Abscisic acid, found in plants, is involved in many developmental processes and survival when exposed to different external stressors such as drought, cold light etc.
The researchers first gave rats glucose to raise levels in their bodies then gave them either a synthetic abscisic acid, an abscisic acid-rich fruit extract, or a placebo. When researchers compared blood sugar and insulin levels in the animals, they found abscisic acid lowered levels of both in rats.
» Emerging research is showing that a plant hormone known as abscisic acid has several beneficial properties related to its anti-inflammatory, metabolism regulating properties.
» This small study in humans and rats demonstrated that a low dose supplement of abscisic acid helped regulate blood sugar and insulin levels.
They then gave humans either glucose or a normal breakfast and lunch with a fruit extract or a placebo, with results similar to those observed in rats.

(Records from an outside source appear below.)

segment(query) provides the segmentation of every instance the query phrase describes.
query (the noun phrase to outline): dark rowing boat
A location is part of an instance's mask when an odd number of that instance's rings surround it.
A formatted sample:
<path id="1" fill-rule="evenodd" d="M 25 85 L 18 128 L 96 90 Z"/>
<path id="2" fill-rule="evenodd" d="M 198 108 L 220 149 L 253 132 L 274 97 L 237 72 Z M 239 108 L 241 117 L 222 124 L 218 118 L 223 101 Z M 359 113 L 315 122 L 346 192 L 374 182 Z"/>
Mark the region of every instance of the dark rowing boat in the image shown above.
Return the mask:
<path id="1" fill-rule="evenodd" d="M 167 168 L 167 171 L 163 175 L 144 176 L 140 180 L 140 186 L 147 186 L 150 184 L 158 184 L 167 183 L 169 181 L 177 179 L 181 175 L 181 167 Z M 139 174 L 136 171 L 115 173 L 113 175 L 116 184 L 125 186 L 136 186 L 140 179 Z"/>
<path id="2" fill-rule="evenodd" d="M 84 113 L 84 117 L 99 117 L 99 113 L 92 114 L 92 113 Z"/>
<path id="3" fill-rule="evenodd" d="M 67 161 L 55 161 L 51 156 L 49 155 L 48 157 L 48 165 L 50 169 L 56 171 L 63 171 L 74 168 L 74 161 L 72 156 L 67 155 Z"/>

Writing in The FASEB Journal the scientists suggest that the results of both tests suggest the hormone’s effect of lowering blood sugar reduces chronic stimulation of beta cells that release insulin, helping them to survive and function properly for a longer period of time.
The researchers note that high blood sugar levels predicted the later consequences of diabetes, and while this hormone might not be a cure for diabetes, it should prove very useful in helping to control progression of the disease.
Previous laboratory research has shown that abscisic acid has an anti-inflammatory effect as well as controlling several genes involved in metabolism and cell signalling.
We are still some way off producing abscisic acid supplements, however several natural foods are known to be good sources of this substance including apples, carrots, flaxseed, artichokes, sweet potatoes and wheatgrass.
Diets that are rich in “live foods” such as uncooked sprouts, raw vegetables and fruits, nuts and seeds are likely to have the highest levels of this substance.